3. Multi-condition Retrieval Extension: Union of subspaces
In practice, users often want to retrieve by "species" and "color" simultaneously, but existing methods are single-condition. CLAY directly takes the union of subspaces for multiple conditions to form a joint projection matrix, preserving both types of semantic directions. Because the mechanism operates at the subspace level, multiple conditions require no retraining or feature recomputation; adding a dimension simply involves merging another set of principal directions.
Loss & Training¶
Completely training-free, utilizing only the feature space of pre-trained VLMs—all "learning" is replaced by LLM expansion and PCA principal direction extraction.
Key Experimental Results¶
Main Results¶
| Dataset | Metric | CLAY | GeneCIS (Training-based) | FocalLens |
|---|---|---|---|---|
| GeneCIS Benchmark | Recall@1 | Competitive/Superior | Baseline | Baseline |
| CLAY-EVAL | MR@K | SOTA | N/A (Multi-condition) | N/A |
Ablation Study¶
| Configuration | Retrieval Accuracy | Description |
|---|---|---|
| Symmetric Projection | Optimal | Full Method |
| Asymmetric Projection | Decrease | Database-side noise |
| Single Text Embedding | Significant Decrease | Insufficient subspace expressiveness |
| No Normalization | Decrease | Ignores hyperspherical geometry |
Key Findings¶
- The training-free method achieves or exceeds training-based methods on standard benchmarks with higher computational efficiency.
- The difference between symmetric and asymmetric projection proves the importance of bidirectional filtering of condition-irrelevant information.
- Accounting for hyperspherical geometry (normalization) significantly impacts performance.
Highlights & Insights¶
- "Changing the metric instead of the features": This subverts traditional thinking—instead of changing feature extraction, it modifies the comparison method, allowing full database feature reuse.
- Training-free SOTA: Achieves performance comparable to training-based methods without any training data, offering high practical utility.
Limitations & Future Work¶
- Dependence on the quality of text descriptions generated by the LLM.
- Selection of subspace dimensions requires tuning.
- May lack precision under extremely fine-grained conditions.
Related Work & Insights¶
- vs GeneCIS: Requires training and paired data; feature recomputation is necessary when conditions change.
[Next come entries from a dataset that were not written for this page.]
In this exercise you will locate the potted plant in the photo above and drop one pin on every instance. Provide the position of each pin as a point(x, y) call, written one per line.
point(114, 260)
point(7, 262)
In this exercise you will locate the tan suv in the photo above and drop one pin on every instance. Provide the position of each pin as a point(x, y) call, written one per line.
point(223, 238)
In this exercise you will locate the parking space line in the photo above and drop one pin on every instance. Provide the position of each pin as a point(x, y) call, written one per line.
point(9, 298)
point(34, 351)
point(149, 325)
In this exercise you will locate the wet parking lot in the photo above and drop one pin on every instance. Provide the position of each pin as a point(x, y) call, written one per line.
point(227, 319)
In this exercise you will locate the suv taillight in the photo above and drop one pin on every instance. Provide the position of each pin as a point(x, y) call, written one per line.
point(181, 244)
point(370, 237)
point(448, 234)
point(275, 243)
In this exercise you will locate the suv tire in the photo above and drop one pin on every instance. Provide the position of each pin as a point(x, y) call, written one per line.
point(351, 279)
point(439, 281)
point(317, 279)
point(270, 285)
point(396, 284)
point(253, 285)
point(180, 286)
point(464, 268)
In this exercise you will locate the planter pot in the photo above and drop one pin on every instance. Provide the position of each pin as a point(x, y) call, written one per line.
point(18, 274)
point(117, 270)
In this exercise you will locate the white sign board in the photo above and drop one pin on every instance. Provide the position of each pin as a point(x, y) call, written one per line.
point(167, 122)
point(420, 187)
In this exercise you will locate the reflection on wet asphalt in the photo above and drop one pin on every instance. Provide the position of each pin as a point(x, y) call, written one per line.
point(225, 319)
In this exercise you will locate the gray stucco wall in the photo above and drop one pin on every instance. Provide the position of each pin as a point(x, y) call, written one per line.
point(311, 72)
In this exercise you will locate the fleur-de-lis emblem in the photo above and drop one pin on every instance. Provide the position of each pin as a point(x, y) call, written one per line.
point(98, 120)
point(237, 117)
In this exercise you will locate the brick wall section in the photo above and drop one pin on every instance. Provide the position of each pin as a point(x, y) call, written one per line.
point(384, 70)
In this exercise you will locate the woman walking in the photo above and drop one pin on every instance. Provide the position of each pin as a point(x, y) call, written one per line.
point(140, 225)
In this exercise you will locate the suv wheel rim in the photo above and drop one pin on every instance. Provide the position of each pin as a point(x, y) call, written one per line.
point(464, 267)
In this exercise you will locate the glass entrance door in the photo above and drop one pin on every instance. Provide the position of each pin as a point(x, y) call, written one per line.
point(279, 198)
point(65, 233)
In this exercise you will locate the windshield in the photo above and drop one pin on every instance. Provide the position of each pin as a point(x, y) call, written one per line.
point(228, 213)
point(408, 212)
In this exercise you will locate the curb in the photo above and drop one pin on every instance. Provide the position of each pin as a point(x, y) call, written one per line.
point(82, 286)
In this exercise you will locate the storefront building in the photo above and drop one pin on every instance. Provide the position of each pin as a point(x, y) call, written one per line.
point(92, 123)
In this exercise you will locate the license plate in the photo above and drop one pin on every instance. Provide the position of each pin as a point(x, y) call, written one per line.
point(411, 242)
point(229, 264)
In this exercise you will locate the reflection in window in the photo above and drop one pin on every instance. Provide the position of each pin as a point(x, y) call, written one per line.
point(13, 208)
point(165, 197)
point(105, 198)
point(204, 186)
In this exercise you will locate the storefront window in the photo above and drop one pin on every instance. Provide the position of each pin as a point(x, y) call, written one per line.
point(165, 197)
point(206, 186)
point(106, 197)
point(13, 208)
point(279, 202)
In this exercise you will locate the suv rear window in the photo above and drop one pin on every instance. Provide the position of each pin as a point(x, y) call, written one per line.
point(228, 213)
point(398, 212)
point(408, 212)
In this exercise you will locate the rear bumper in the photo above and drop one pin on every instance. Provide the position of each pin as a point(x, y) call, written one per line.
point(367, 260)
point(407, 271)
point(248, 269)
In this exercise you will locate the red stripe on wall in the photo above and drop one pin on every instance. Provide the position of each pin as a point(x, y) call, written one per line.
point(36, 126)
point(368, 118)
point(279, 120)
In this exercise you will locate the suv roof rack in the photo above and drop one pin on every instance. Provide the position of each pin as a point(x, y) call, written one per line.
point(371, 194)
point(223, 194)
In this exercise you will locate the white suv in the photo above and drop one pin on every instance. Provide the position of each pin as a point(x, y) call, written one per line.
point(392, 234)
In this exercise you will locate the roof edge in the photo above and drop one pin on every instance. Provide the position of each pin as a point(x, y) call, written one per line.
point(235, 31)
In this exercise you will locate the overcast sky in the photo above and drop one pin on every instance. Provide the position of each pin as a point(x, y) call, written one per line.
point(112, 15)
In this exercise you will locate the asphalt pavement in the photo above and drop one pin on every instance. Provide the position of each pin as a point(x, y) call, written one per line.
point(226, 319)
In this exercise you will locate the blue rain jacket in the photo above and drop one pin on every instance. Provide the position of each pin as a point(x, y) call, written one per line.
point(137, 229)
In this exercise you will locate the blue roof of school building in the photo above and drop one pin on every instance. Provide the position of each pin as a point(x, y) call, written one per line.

- vs FocalLens: Also performs conditional retrieval but requires training and does not support multi-condition retrieval.
Rating¶
- Novelty: ⭐⭐⭐⭐⭐ Moving conditioning from feature extraction to similarity space is a novel approach.
- Experimental Thoroughness: ⭐⭐⭐⭐ Constructed a new evaluation dataset.
- Writing Quality: ⭐⭐⭐⭐ Concise mathematical formulations.
- Value: ⭐⭐⭐⭐⭐ Training-free, efficient, and supports multi-condition retrieval; highly practical.